While Solyndra still makes headlines, last week brought yet another “scandal” that truly isn’t into the light.
According to EPA’s Inspector General (IG), EPA should have undertaken a different review process in developing the document that serves the 2009 endangerment finding and allows them to regulate GHGs under the Clean Air Act. EPA classified the document as a “technical support document.” The IG felt that EPA should have classified the document as a “highly influential scientific assessment,” which is required to undergo a greater amount of scientific review. Both the EPA and OMB, which establishes the peer-review guidelines for rulings such as endangerment finding, agree that the endangerment finding did not need this scrutiny is because it did not cover “new science.”
What’s more scandalous than this IG report is the way the story is being reported. Washington Post correspondent Juliet Elprin writes great environmental pieces. But in her piece about the IG’s report, she commits a fatal flaw, one that Mark Hertsgaard points out in his latest book Hot. The flaw is one of “journalistic balance.” Reporters will try to give due process to both sides of an issue. The problem with this technique is that it presents the issue in a distorted view, making it seems as though there is equal weight to both sides of an issue. In the case of climate change/global warming, 98% of the scientific community agrees that this is predicament is attributable to human activity and it requires action. But when one looks at the issue through the lense of the journalism, it may not seem as so.
With Elprin’s piece, one would think there is a much larger issue in play. The title, for one, is misleading. The article itself starts off by describing the IG’s report and then proceeding to say the EPA did not need the requirements of a highly influential scientific assessment.
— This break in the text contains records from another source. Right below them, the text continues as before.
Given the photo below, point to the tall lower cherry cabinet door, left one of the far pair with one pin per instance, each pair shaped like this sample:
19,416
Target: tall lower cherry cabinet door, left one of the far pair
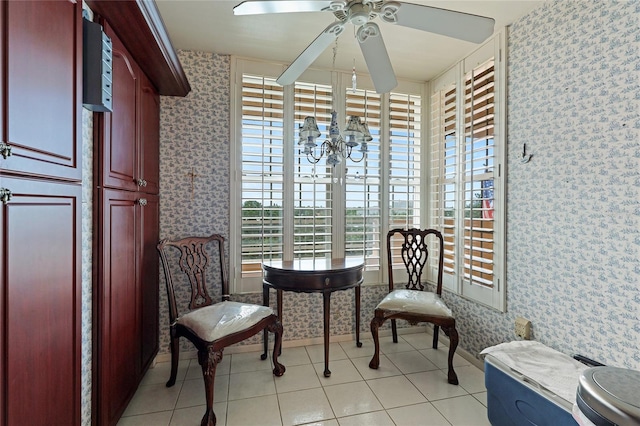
117,299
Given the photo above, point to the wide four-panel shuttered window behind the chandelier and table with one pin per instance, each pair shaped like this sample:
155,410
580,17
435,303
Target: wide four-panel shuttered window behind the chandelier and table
291,208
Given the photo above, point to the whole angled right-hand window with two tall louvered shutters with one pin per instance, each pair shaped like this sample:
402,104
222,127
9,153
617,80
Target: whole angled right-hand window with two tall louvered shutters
467,177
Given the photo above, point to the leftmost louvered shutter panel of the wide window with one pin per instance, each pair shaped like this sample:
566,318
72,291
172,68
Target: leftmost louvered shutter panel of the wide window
262,173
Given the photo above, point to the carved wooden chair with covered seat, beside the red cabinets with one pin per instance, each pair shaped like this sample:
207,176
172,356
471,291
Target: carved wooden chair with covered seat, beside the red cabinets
210,327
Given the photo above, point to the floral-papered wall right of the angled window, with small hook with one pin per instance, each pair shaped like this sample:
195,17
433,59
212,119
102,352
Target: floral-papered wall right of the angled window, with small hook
573,211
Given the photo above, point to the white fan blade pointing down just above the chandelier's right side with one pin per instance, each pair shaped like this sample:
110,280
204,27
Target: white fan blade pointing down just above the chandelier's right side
377,59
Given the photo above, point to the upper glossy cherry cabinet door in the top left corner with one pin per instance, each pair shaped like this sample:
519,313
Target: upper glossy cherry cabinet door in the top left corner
43,87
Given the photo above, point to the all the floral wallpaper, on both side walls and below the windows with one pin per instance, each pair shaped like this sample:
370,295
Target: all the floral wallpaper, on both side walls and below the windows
573,220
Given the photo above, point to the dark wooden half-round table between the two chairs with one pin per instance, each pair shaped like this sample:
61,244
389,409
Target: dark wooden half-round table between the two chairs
313,276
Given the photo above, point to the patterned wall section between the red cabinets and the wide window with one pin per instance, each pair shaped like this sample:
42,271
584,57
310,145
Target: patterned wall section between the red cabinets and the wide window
194,161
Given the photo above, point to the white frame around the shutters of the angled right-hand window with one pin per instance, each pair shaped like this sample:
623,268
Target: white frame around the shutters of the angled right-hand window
494,296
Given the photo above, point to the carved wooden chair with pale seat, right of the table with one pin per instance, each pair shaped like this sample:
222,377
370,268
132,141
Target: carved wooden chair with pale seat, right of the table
412,303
Nowhere does she mention that the EPA did follow all of the guidelines for a technical support document, which is how the document was classified. Only two-thirds into the piece does she mention that the agency actually met the legally requirements for issuing the finding.
So why is this an issue?
(For a better example of how to this issue should have been reported, try and access the article from Congressional Quarterly. It started by establishing—accurately—that EPA did the right thing.)